There are VGA Video Extenders. I have not used one myself and can not say how well they work. Do a search to see if there are any reviews on them.

http://www.kvms.com/section/vga-video-extender.aspx


----------



## pdean

many thanks, good info. I ordered a cable and should have it in a day or two. If that doesn't work, then I'll try the extender.


----------



## drf

I have run 27 metres (88 ft.) of VGA cable without any noticable loss of Pic quality. The setup is a bogstock HP lappy and a Benq projector.


----------



## pdean

Thanks, my new 50 ft cable came and it works fine. I have a intermittent fault with my inexpensive 30 ft HDMI cable that is installed inside the wall. I think next time I will choose the best cables I can find. The problem finding and fixing is very stressful. I don't quite know how I'll replace the cable yet. Is there a wireless solution for HDMI?


----------



## Anthony

If the in-wall hdmi was installed in conduit, it might be very easy to replace. If you remove the termination plate, you should be able to look up there with a flashlight and see. The conduit is usually a blue or orange corrugated tube.

You don't have to go nuts to get good quality cables. The stuff from Blue Jeans Cable, or even Monoprice and Parts Express are really good for the money.

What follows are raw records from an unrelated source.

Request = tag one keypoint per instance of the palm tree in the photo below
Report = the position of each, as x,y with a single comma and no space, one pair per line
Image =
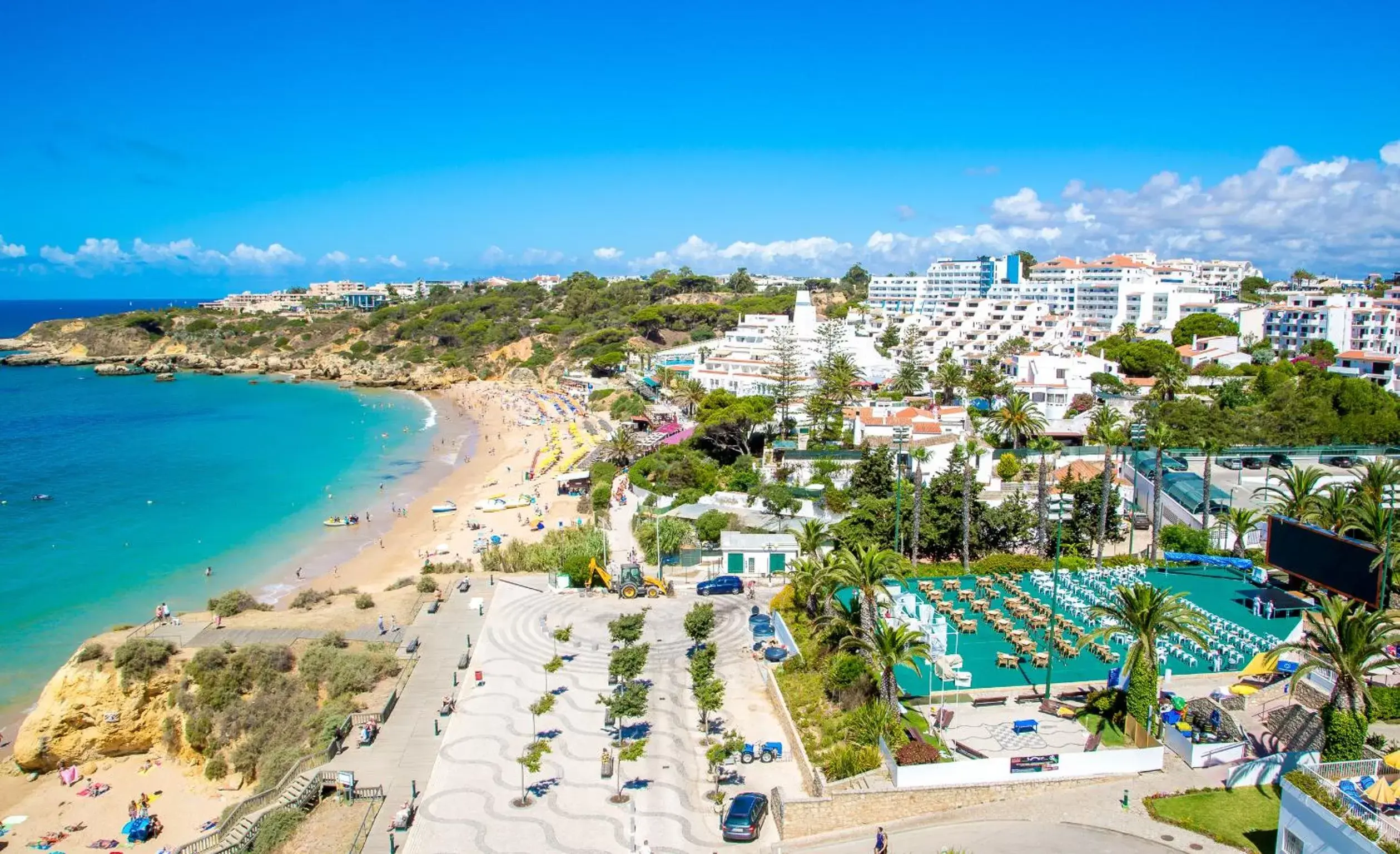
622,447
1171,381
1333,509
811,537
950,379
971,450
1212,447
1158,437
1375,478
1294,493
888,649
691,393
864,569
1105,429
1349,640
1020,419
1239,521
1147,614
1045,447
811,582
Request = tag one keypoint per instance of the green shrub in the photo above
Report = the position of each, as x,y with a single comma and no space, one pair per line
1344,734
310,598
236,601
276,829
139,658
216,768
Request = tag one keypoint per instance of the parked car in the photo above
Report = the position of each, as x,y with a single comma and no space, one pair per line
720,584
744,820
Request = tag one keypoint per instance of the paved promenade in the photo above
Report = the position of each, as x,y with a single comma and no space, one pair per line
468,800
406,747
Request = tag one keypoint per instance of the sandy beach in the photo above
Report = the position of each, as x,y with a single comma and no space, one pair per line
510,425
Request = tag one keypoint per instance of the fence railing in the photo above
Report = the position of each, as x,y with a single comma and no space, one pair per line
1329,773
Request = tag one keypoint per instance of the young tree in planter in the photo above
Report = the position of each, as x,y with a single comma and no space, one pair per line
552,667
541,707
709,699
531,761
562,636
628,663
699,623
626,629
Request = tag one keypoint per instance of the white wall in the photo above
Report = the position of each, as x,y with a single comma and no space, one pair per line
975,772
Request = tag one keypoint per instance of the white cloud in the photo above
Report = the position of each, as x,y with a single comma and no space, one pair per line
269,260
184,255
12,250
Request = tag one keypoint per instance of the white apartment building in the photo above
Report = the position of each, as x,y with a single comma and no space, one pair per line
1349,321
1052,381
742,360
975,326
947,279
1215,276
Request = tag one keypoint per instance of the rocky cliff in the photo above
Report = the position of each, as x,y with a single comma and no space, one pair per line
85,714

Also, another thing to try is a 4:1 hdmi selector. They usually boost the signal and can overcome some weak signal problems (to a point anyways). They are $30 or so and might be worth a shot before trying to replace the in wall wire.

Good luck.


----------



## tbase1

I have a high end extron video amp for sale if you still have the same setup.


----------



## pdean

Thanks, I think I'll try to replace the cable first and hope that fixed the problem


----------